Dosanya saja sudah "combo" , tetapi karena Rachel Venya anak yang sopan, vonisnya pun jadi santuy, penjara lewat dan life happily ever after layaknya kisah-kisah H.C. Andersen.
Sontak saja vonis Majelis Hakim yang luar biasa terhormat ini mendapat cibiran dari seantero pengisi dunia maya di "universe" +62.
Salah satu netizen, kemudian membandingkan "kesopanan" Rachel Venya dengan  "kesopanan" seorang perempuan tua renta yang bersimpuh, bersujud dimuka majelis hakim memohon keringanan hukuman dalam kasus pencurian sepotong kayu oleh pihak Perhutani.

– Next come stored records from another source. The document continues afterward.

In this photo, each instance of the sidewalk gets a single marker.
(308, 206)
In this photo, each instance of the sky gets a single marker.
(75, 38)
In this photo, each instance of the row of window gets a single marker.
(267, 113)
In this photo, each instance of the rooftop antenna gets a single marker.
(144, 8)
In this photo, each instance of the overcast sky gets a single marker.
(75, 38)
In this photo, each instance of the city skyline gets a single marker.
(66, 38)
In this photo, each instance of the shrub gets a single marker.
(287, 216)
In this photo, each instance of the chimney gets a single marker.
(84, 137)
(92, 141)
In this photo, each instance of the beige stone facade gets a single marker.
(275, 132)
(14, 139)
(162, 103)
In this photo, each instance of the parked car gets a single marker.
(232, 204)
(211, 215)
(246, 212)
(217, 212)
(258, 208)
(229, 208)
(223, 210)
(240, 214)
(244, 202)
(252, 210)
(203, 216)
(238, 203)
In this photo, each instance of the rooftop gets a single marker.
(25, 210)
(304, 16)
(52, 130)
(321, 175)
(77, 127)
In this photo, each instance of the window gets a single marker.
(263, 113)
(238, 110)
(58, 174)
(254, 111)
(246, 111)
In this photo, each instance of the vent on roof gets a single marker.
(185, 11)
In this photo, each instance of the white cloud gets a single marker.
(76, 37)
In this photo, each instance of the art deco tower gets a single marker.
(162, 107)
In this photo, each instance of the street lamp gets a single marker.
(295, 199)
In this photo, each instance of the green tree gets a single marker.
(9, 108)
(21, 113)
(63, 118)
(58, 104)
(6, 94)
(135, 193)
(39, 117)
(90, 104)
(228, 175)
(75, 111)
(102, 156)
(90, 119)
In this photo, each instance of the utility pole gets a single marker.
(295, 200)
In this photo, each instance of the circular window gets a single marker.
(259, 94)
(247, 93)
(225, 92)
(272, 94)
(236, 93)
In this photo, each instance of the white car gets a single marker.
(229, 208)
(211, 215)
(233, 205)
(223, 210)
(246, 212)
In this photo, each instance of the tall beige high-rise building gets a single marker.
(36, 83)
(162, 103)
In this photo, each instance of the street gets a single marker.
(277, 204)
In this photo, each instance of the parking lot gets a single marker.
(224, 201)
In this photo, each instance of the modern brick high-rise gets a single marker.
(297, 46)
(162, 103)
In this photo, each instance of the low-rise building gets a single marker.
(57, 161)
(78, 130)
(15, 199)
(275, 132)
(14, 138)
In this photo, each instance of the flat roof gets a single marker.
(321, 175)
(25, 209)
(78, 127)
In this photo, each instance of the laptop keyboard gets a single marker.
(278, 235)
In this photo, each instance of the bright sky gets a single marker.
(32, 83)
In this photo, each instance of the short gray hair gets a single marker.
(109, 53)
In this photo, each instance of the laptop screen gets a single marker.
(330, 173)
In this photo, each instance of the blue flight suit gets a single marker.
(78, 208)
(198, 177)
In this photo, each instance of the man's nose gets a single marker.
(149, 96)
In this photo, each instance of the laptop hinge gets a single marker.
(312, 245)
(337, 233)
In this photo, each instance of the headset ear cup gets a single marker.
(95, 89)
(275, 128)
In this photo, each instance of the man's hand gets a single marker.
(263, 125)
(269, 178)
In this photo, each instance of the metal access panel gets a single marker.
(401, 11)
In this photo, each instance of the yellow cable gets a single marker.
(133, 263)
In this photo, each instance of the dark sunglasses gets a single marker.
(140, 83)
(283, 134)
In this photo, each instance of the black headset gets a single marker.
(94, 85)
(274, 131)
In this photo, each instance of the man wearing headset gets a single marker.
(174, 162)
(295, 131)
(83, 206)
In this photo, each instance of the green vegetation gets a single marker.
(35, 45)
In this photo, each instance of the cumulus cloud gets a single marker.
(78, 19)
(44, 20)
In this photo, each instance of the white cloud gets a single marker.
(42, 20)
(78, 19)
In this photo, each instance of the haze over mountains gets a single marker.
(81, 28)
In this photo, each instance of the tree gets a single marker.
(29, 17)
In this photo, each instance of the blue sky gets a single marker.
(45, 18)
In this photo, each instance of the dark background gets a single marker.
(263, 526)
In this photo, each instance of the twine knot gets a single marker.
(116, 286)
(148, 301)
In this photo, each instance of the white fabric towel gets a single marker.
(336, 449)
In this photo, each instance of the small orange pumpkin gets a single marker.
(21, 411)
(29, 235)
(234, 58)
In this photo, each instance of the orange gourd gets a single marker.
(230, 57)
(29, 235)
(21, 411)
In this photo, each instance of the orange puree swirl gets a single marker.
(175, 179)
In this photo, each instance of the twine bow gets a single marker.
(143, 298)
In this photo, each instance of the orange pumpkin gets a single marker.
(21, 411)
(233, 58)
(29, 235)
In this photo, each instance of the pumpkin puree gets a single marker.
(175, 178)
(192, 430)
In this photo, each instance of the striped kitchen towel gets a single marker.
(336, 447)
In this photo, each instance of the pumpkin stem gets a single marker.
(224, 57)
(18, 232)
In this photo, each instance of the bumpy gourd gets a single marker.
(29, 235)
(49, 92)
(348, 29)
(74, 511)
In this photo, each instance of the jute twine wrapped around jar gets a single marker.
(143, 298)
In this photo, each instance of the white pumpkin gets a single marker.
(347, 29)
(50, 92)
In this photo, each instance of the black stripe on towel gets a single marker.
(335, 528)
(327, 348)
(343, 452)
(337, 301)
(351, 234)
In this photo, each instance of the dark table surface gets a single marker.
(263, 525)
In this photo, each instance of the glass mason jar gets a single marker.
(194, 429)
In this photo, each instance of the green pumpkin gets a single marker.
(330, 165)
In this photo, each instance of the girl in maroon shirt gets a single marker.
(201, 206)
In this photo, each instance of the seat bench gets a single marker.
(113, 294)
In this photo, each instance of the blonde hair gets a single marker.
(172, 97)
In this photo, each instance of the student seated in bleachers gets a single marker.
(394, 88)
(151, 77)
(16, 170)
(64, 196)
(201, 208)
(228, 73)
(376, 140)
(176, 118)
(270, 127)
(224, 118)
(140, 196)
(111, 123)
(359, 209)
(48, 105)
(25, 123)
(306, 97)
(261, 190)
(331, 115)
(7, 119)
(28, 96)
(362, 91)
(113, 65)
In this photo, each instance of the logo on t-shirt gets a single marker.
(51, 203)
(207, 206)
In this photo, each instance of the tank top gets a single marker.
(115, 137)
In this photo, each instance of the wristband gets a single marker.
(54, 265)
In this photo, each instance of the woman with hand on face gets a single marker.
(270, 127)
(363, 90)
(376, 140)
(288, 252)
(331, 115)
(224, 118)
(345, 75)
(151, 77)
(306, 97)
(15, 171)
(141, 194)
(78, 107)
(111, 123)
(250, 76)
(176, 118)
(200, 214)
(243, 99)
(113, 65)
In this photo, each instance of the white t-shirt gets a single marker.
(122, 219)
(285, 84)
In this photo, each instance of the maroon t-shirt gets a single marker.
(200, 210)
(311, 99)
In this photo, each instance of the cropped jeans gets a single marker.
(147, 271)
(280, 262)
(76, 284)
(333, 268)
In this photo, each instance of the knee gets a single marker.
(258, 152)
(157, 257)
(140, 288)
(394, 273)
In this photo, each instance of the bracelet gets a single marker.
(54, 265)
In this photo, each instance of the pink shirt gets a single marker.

Kemudian ada pula netizen, Â yang berasumsi ada uang yang bermain dalam vonis terhadap Rachel Venya ini.
"Jika uang telah memihak keadilan dunia, kami akan tetap membawa kesaksian itu di hadapan Tuhan, Hakim yg Maha Kuasa," tulis Netizen itu.
Untuk hal ini, kita tak bisa juga menghakimi hakim, bisa saja itu terjadi meski sangat mungkin tidak demikian, tak boleh juga menuduh tanpa bukti.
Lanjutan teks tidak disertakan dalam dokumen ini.